Aujourd'hui, par exemple, elle l'est un peu moins... Figurez-vous qu'il n'a pas cessé de pleuvoir un seul instant pendant tout le jour. Hein! qu'en dites-vous? Cela descendait, cela descendait, dru et droit, serré, et même maintenant. Il est onze heures du soir. Oui, Madame, onze heures! j'entends la gouttière vomir des torrents dans le fossé. Mais, par compensation, j'ai reçu aujourd'hui de Paris le Musical World et le Britannia, où j'ai trouvé des articles sur le Prophète, que j'ai dégustés avec beaucoup de plaisir. Si vous m'envoyez un Illustrated sous bande, envoyez-moi donc aussi le numéro de l'Athenæum. (A propos, mille choses à Chorley.)
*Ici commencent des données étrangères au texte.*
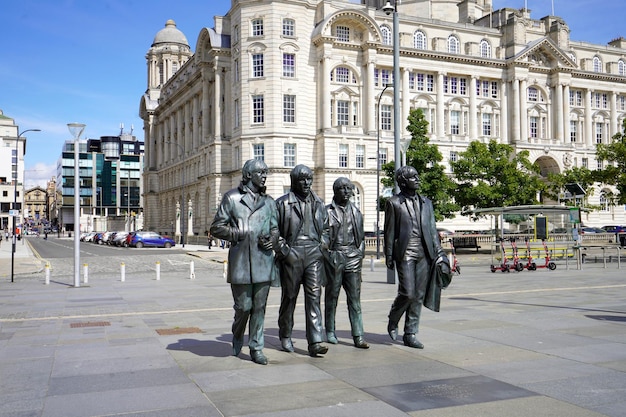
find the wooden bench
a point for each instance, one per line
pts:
(465, 242)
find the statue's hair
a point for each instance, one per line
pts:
(405, 172)
(250, 166)
(341, 181)
(300, 171)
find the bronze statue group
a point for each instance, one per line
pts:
(299, 242)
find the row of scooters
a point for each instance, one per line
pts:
(518, 264)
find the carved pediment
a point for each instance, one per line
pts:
(544, 53)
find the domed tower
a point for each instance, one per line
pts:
(169, 51)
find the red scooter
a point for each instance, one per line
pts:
(504, 266)
(530, 264)
(456, 267)
(517, 262)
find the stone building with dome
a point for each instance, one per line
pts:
(304, 82)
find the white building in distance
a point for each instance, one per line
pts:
(299, 82)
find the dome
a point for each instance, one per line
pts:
(170, 34)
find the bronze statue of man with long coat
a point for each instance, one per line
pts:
(248, 219)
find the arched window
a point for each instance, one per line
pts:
(597, 64)
(485, 49)
(453, 44)
(419, 40)
(386, 35)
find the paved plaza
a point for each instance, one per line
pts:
(533, 343)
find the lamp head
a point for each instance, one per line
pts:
(388, 8)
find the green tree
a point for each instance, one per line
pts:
(494, 175)
(426, 159)
(575, 175)
(614, 173)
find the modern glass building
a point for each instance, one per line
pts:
(110, 170)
Bonne nuit, je vais me coucher.
Mardi, 31 juillet.
Voilà ce maudit facteur qui s'avise de nouveau de venir à huit heures et demie du matin! Que le diable l'emporte! Je voudrais cependant achever vite cette page. Voyons! que vous dire? Qu'il ne pleut pas, que je pense bien souvent à vous; que Courtavenel a maintenant l'air bien gracieux et bien propre, que Jean frotte, nettoie, lave et balaye partout, que toutes les bêtes de la maison se portent bien, y compris votre très humble serviteur, que je m'attends à une lettre demain, que je vous souhaite santé, bonheur et gaieté, que je prie le Dieu bon de vous bénir mille fois et vous de me pardonner une lettre aussi incohérente, que je salue très amicalement Viardot et les amis, et que je reste à tout, jamais
Votre
TOURGUENEFF.
XXII
Courtavenel, samedi 11 août 1849.
Bonjour, Madame. Eh bien, je continue à rester seul à Courtavenel et je viens de recevoir une lettre de Melle Berthe, dans laquelle elle me dit qu'elle attend de jour en jour l'arrivée de M. et Mme Sitchès. J'espère que Mme Garcia va venir ici; que ferait-elle toute seule à Bruxelles?
Dimanche.
Depuis hier je suis mère, je connais les joies de la maternité, j'ai une famille! Trois charmants petits jumeaux, doux, caressants, gentils, que je nourris moi-même et que je soigne avec un véritable plaisir. Ce sont trois petits levrauts que j'ai achetés à un paysan. Pour les avoir, j'ai donné mon dernier franc! Vous ne sauriez croire comme ils sont jolis et familiers.